Dopo lo scontro tra maggioranza e opposizione — insieme ai sindacati — sul taglio dell’IRPEF, considerato da alcuni favorevole ai ceti più abbienti, dalla sinistra arriva ora la proposta di un azzeramento dell’imposta fino a 15.000 euro di reddito. Negli emendamenti alla manovra di Bilancio, infatti, le opposizioni sembrano intenzionate a puntare su questa soluzione, di fatto ampliando la no tax area, oggi ferma a 8.500 euro.
A dire il vero, tra le oltre 1.500 proposte correttive depositate in Parlamento, il Movimento 5 Stelle spinge addirittura per una no tax area da 20.000 euro. Vediamo quindi cosa accadrebbe se proposte di questo tipo venissero approvate, quale sarebbe l’impatto per i contribuenti e quali criticità potrebbero emergere, evitando di cadere in misure popolari ma difficilmente sostenibili.
Zero IRPEF fino a 15.000 euro anche per chi ha redditi fino a 60.000 euro, ecco la novità
Oggi la no tax area è fissata a 8.500 euro: entro questa soglia il contribuente non versa IRPEF perché le detrazioni da lavoro o da pensione azzerano l’imposta dovuta. Chi guadagna di più, invece, paga l’IRPEF solo sulla parte eccedente.
Aumentare tale soglia produce benefici evidenti e immediati. Secondo le anticipazioni, l’emendamento delle opposizioni fisserebbe la no tax area a 15.000 euro, ma solo per chi ha un reddito fino a 60.000 euro annui.
Dalle indiscrezioni, la misura:
- varrebbe solo per il triennio 2026-2028
- escluderebbe i lavoratori autonomi
- porterebbe a zero IRPEF fino a 15.000 euro, mentre chi guadagna fino a 60.000 euro pagherebbe l’imposta solo sulla parte eccedente i 60.000 euro
Un intervento molto ampio, ma con conseguenze che meritano attenzione.
Gli incapienti rischiano di non poter scaricare più nulla dal reddito
Dal punto di vista fiscale, l’estensione della no tax area riduce l’imposta e genera un vantaggio immediato, anche se comporta un costo significativo per lo Stato.
I promotori ritengono tuttavia di poterlo coprire tramite recupero dell’evasione e taglio dei sussidi dannosi per l’ambiente.
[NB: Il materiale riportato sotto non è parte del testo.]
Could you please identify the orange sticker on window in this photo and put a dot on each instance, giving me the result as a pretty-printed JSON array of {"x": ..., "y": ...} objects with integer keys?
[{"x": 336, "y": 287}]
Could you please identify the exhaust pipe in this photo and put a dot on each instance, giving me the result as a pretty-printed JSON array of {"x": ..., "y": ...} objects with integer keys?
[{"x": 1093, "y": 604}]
Il vero problema riguarda però l’aumento degli incapienti, cioè quei contribuenti che non hanno IRPEF da pagare e che, di conseguenza, non possono più sfruttare le detrazioni fiscali.
Chi diventa incapiente:
- non recupera più spese mediche
- non recupera spese funebri
- non recupera interessi sul mutuo
- non recupera spese scolastiche
- e, soprattutto, rischia di perdere il recupero delle detrazioni edilizie pluriennali (come il bonus ristrutturazioni)
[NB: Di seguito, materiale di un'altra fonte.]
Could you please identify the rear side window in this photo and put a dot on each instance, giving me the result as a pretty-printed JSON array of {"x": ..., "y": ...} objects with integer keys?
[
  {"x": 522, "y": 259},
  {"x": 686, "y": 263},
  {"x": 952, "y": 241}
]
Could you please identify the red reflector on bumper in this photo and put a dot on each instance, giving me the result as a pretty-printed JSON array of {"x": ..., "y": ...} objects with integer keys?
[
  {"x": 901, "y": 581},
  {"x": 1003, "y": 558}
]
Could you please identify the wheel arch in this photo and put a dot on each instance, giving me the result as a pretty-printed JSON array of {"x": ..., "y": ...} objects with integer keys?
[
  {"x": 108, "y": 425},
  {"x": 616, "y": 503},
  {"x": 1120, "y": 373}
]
Un effetto collaterale che può azzerare i benefici prodotti dall’estensione della no tax area, soprattutto per le famiglie con spese detraibili importanti.
Redditi e IRPEF e come incidono eventualmente anche sull’ISEE
L’estensione della no tax area può sembrare un intervento virtuoso, ma non privo di criticità. Ridurre l’IRPEF significa aumentare il reddito disponibile, e questo ha un impatto diretto sull’ISEE, parametro fondamentale per:
- bonus sociali
- agevolazioni scolastiche
- assegni familiari
- esenzioni ticket
- contributi per affitti e servizi
Se l’ISEE aumenta, molte famiglie potrebbero perdere agevolazioni oggi fondamentali.
Si genera inoltre un paradosso: la proposta delle opposizioni produrrebbe vantaggi per contribuenti con redditi fino a 60.000 euro.
Cioè molti degli stessi contribuenti che – sempre secondo le opposizioni – sarebbero i “favoriti” dal taglio dell’IRPEF già previsto dal governo per il ceto medio (secondo scaglione tra 28.000 e 50.000 euro).